Without looking back at it, try to repeat the quote. I’ve tried repeatedly and still can’t do it.
The confusion we feel is similar to what our teams feel when we haven’t aligned their understanding of what we mean with our understanding of what we meant.
An alignment itself is an event during which we provide our teams with context - a frame of reference through which our purpose and intentions can be fully understood.
Context enables team members to make decisions that align with our purpose by enabling them to answer the question: “Would this action I am about to take move us toward or away from our identity and vision?”
A complete team alignment provides them with context from the general to the specific and makes clear each of the following:
Our visions for our companies state our purpose and our “whys”. A great vision inspires us and our teams. To do that, our vision has to be more than just: “To get through this job,” or “To make money.”

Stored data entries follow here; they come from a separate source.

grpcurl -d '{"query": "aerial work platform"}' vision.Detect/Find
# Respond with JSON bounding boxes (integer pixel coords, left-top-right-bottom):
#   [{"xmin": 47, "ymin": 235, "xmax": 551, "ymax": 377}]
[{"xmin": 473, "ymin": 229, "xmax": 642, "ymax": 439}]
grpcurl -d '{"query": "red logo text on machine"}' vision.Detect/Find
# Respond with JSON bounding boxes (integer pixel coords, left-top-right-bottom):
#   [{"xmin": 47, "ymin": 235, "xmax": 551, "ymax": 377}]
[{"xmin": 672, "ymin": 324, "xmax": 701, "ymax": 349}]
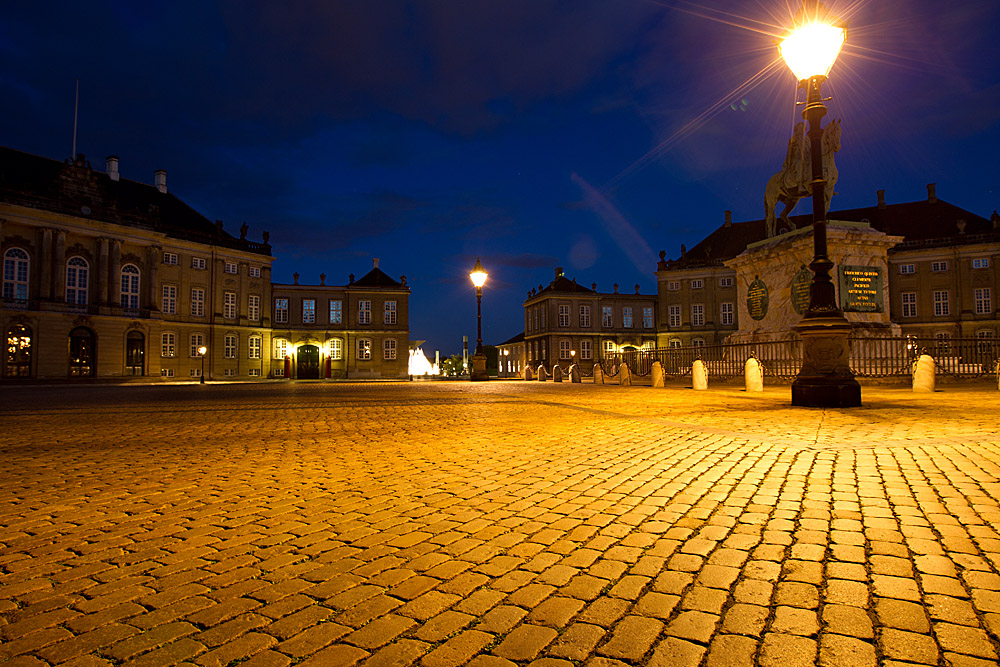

A former client’s vision “World peace and cultural understanding through a compassionate, profitable IT staffing experience” is a great example of an inspirational vision. It may not resonate with us, but it sure does with him and with his team.
It also resonates with his thirty-five thousand LinkedIN followers who respond to his every post and comment.
Our cultures define our shared values, or as Brian Tracy says in his book Focal Point, “Our values define what we stand for, and more importantly, what we won’t stand for.” The “NetFlix Culture Deck” is an excellent example of a culture statement that provides clear context for Netflix employees.
Goals are the intermediate guide posts that mark our achievements and progress toward our vision. They tell us if we are on the right path and are opportunities to celebrate or to correct our course along the way.
Plans lay out the specific steps we intend to take to reach our near-term goals.
Our organizational charts are collections of boxes, each of which represents a function in the business, The boxes are arranged in a hierarchical order that shows how the functions relate to each other and, as a consequence, who is responsible to whom.
Job descriptions define the specific tasks assigned to each box on on the org chart. They tell the team specifically who is responsible for what.
Processes tell team members “how we do things around here.”
KPIs, or Key Performance Indicators, are the score. They are the objective measurements that tell team members how they will be measured and how well they are doing in their jobs.
Bob Nelson, author of the book "1001 Ways to Reward Employees," says that the number 2 demotivator for employees is “unclear expectations.” (The number 1 demotivator is organizational politics, which, on examination, is itself demotivating precisely because it results in unclear expectations.)
Employees want clarity.
They want to know the purpose of their work, what is expected from them, how to do their jobs, where they fit within the organization - and - they especially want to know how they will be measured. Team alignments, coupled with our behaviors as leaders, provide that clarity.
As we read through the 8 point list of alignment elements, many of us will find we are not prepared to provide clarity to our teams because we are not clear in our own minds.
Not even close.
That means that the process must begin with us. It must begin with our defining each of the 8 elements. If we are not clear on these things, how can we possibly make them clear to our teams?
That last paragraph can be discouraging. Creating all of the 8 elements sounds like a daunting task first because most of us have never done it before and second because we are embroiled in the day to day operations of our businesses.
"We owe alignments to our teams and to ourselves."
We can understand the logic and see the benefits. We’d love to do it, but it’s not likely to happen if we have to create all 8 points just to get started.
There is an alternative.
We can begin with a minimum, and that is to define our visions and our cultures. There’s no getting around that. Those two elements belong to us as leaders. They are our standards as owners. They are what we will or won’t stand for. We can’t delegate that.
However, once we have those two elements defined, we can add “being a fully aligned company” to our visions and align our teams on our visions and cultures. We then schedule future alignments for which we enlist the team’s participation to help create the remaining 6 elements of a fully aligned company.
Their participation not only reduces our workload but also refines their understanding and increases their buy-in. Plus, we might even learn something through their participation!
"It is not effective or fair to expect our teams simply to know what we are thinking."
We owe alignments to our teams and to ourselves. It is not effective or fair to expect our teams simply to know what we are thinking.
Until we have aligned them, we will continue to suffer the effects of team members who didn’t realize that what they heard was not what we meant.
Has your organization ever suffered from misunderstandings? Does your team know your vision for your company? Do you have a vision for your company? Do your team members know how their performance is evaluated? Are you frustrated that the team just doesn’t get it?